Enhanced 3-D Mapping for Habitat, Biodiversity, and Flood Hazard Assessments of Coastal and Wetland Areas of the Southern US

Principal Investigator: Frank Muller-Karger, University of South Florida

Co-Principal Investigator:  James Gibeaut, Texas A&M – Corpus Cristi

The risk to coastal populations and infrastructure from flooding due to sea level rise, severe storms, and river discharge will increase for U.S. southern states. The vision of this project is that communities occupying low-lying coastal areas of the southern US will be protected and develop in a sustainable manner through planning based on knowledge, conservation, and wise use of sensitive lands. Researchers from the University of South Florida’s College of Marine Science and the School of Geosciences, Texas A&M University – Corpus Christi, and Google Earth Engine are collaborating with the South Big Data Hub through this project to develop more accurate, ultra-high resolution topographic, land cover, and urban environment geospatial products. The project examines in detail areas that were directly impacted by Hurricanes Harvey and Irma in 2017, and identifies flood-prone areas across the region. The 3D maps show habitat diversity, needed to plan for conservation and development in these important ecosystems.

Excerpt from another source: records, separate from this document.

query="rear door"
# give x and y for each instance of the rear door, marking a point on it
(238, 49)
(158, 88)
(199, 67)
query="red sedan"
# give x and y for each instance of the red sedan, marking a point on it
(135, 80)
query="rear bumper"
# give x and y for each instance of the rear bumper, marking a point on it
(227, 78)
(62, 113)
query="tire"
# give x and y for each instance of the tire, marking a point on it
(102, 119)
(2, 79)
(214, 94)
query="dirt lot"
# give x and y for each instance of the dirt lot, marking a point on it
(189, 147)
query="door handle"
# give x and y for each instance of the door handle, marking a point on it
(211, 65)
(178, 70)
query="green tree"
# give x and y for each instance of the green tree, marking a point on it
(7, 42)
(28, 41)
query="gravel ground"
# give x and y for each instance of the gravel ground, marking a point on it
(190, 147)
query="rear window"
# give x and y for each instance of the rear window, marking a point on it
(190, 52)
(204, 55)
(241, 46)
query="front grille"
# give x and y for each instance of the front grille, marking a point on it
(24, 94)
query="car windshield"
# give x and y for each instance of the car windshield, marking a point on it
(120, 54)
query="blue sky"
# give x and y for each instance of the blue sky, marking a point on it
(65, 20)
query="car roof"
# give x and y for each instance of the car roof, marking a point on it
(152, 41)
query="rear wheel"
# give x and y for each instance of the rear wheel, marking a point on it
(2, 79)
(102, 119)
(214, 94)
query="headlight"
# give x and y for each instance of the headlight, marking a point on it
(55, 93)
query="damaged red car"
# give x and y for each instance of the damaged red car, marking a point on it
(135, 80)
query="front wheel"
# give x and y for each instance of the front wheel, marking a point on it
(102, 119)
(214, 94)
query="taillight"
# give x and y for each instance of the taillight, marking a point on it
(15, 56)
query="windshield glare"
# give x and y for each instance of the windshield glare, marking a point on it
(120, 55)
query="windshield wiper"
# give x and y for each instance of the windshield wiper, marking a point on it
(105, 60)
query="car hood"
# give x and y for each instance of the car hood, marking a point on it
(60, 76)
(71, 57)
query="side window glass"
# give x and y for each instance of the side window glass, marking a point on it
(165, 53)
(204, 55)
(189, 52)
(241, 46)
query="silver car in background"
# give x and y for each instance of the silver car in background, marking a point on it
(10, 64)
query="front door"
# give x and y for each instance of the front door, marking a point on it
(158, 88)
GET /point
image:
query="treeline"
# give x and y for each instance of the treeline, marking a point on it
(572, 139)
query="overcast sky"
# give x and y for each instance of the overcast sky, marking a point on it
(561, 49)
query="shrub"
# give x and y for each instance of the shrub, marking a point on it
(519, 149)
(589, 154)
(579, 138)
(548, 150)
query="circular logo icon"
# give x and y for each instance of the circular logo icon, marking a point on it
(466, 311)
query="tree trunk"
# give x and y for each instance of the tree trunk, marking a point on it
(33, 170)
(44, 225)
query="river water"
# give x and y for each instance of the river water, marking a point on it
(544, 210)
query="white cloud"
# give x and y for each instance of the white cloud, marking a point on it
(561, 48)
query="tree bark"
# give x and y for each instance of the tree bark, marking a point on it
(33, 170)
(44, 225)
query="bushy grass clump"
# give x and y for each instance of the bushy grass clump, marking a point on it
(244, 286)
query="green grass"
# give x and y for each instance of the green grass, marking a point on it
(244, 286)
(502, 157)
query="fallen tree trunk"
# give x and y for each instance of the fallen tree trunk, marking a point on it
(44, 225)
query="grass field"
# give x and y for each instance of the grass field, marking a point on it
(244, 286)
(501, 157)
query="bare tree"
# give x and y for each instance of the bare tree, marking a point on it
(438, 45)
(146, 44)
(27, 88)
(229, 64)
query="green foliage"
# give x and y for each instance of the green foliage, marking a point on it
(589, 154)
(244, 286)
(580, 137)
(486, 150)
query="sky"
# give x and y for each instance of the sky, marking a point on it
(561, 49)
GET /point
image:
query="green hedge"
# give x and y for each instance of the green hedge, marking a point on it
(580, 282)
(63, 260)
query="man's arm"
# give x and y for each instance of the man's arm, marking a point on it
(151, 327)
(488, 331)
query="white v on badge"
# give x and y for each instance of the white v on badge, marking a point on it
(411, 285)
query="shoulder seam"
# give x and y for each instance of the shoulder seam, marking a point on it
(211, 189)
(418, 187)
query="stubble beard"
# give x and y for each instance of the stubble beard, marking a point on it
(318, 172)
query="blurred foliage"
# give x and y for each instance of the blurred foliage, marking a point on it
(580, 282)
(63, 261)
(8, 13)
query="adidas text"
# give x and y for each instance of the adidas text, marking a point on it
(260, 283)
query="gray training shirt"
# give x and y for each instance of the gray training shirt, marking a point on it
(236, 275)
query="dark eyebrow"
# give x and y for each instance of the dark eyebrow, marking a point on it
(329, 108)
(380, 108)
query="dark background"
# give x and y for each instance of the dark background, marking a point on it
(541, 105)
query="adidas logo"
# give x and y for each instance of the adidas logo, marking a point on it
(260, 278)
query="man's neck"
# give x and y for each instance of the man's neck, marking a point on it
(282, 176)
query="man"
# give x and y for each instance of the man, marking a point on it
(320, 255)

Integrating Biological Big Data Research into Student Training and Education

Principal Investigator: Hong Qin, University of Tennessee Chattanooga

Co-Principal Investigators: Donald Adjeroh, West Virginia University Research Corporation;  Mentewab Ayalew, Spelman College;  Fan Wu, Tuskegee University

The project is a collaborative effort among the University of Tennessee Chattanooga, Tuskegee University, Spelman College, and West Virginia University to integrate and automate biological big data into student training and education. Leveraging the team’s expertise in computer science and ecology, the project will offer training workshops on using network models to integrate heterogeneous genomic big data and heterogeneous ecological big data to address life sciences questions. The team will engage faculty and students in developing a protocol to automate field data collection. The team also will prototype automated methods to enhance plant digitization, leveraging the collection of digitized plant images and meta-information at the Southeast Regional Network of Expertise and Collections, as well as the ecological datasets in collaboration with the Encyclopedia of Life.